I am migrating from InfluxDB v2 to v3.7.0 Core on RHEL 9.6 using file-based storage.
I imported 25 line protocol files which is around 96K records (each file not exceeds 10k records), but after the import i noticed that 12GB RAM used (80%) (Server: 15GB RAM total).
Still we have 6 to 7 million records to import. Memory grows and doesn’t release. No parquet files created yet, waited for more than 6 hours (only i can see WAL files created).
What is the recommended batch size (records per write) for imports to optimize memory?
Should there be a time interval/delay between file imports?
Will parquet files eventually be created to free memory?
Any guidance on import strategy for large migrations would be appreciated. Thanks.
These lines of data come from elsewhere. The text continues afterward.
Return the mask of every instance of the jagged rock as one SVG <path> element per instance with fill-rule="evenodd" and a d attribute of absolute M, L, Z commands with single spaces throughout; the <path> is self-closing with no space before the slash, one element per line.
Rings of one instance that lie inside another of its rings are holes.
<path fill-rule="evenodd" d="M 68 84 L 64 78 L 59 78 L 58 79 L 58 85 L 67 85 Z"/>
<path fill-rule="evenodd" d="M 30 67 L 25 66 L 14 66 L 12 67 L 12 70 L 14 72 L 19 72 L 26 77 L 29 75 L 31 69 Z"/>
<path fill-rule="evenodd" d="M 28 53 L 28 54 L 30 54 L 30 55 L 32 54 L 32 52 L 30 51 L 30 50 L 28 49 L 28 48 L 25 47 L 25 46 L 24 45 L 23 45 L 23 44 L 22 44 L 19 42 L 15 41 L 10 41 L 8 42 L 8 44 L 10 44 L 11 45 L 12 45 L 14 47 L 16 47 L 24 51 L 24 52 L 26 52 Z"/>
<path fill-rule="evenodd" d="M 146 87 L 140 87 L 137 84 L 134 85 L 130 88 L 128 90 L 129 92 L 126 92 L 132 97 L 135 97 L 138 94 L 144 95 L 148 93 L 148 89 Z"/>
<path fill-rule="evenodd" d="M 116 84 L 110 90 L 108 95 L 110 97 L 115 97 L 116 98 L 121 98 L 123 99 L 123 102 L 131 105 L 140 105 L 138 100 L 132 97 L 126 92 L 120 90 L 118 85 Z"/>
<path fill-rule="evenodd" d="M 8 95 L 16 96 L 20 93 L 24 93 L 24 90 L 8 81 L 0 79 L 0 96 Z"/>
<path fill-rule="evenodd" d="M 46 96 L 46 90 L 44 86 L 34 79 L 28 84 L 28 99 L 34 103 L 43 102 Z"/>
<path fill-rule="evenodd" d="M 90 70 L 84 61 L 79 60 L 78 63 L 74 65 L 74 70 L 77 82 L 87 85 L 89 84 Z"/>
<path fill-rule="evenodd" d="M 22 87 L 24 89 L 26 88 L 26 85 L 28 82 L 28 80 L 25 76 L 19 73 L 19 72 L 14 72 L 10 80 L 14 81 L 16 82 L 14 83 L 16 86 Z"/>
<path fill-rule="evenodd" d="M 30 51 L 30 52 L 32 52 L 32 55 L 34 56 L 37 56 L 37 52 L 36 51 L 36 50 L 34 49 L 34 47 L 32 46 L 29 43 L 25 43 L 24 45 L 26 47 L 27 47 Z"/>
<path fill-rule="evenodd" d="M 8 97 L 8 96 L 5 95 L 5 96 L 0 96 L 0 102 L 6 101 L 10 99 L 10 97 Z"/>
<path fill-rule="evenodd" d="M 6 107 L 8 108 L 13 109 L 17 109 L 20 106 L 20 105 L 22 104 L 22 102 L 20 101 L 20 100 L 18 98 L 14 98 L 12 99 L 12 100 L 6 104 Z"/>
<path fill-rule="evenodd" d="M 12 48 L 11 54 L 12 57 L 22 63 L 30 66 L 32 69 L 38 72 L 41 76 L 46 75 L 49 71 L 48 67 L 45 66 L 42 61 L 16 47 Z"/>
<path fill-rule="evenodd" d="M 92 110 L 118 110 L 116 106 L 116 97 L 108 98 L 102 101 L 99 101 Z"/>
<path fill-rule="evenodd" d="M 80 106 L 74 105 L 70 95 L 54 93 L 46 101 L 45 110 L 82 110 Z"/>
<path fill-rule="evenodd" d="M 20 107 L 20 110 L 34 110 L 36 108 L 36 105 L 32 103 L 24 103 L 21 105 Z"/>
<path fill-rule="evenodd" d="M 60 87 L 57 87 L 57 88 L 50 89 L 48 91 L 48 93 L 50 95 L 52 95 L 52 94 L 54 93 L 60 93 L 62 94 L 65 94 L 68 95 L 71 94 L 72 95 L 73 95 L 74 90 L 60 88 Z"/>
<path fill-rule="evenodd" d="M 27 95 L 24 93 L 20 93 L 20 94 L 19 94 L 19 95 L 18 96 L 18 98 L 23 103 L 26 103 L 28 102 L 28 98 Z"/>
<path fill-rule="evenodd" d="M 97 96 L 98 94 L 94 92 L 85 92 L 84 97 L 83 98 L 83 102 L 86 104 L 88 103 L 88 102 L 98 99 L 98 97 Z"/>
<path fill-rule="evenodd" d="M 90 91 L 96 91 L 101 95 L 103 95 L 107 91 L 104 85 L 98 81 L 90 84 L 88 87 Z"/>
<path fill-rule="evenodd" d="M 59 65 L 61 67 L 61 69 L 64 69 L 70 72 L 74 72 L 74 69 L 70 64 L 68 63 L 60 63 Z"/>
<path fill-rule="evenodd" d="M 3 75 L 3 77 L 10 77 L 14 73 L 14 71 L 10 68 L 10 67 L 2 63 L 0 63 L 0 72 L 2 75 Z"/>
My funny feeling after having observed InfluxDB3 behaviour now for a few months is the following:
we ingest data as fast as we can and store it in memory to not skip any data
memory grows while data still comes in
we hope that the data stream will easy at some stage so we can process and write to file
This to me means:
You indeed give the system more time to not just ingest but also digest and write the data.
If that does not happen, the system will rather crash than skipping data ingestion, a strategy that seems weirdly flawed.
So yes, you need to give the system time to digest during import batches.
How much? I don’t know. Maybe it needs some sort of monitoring of RAM/CPU and then continue to feed data.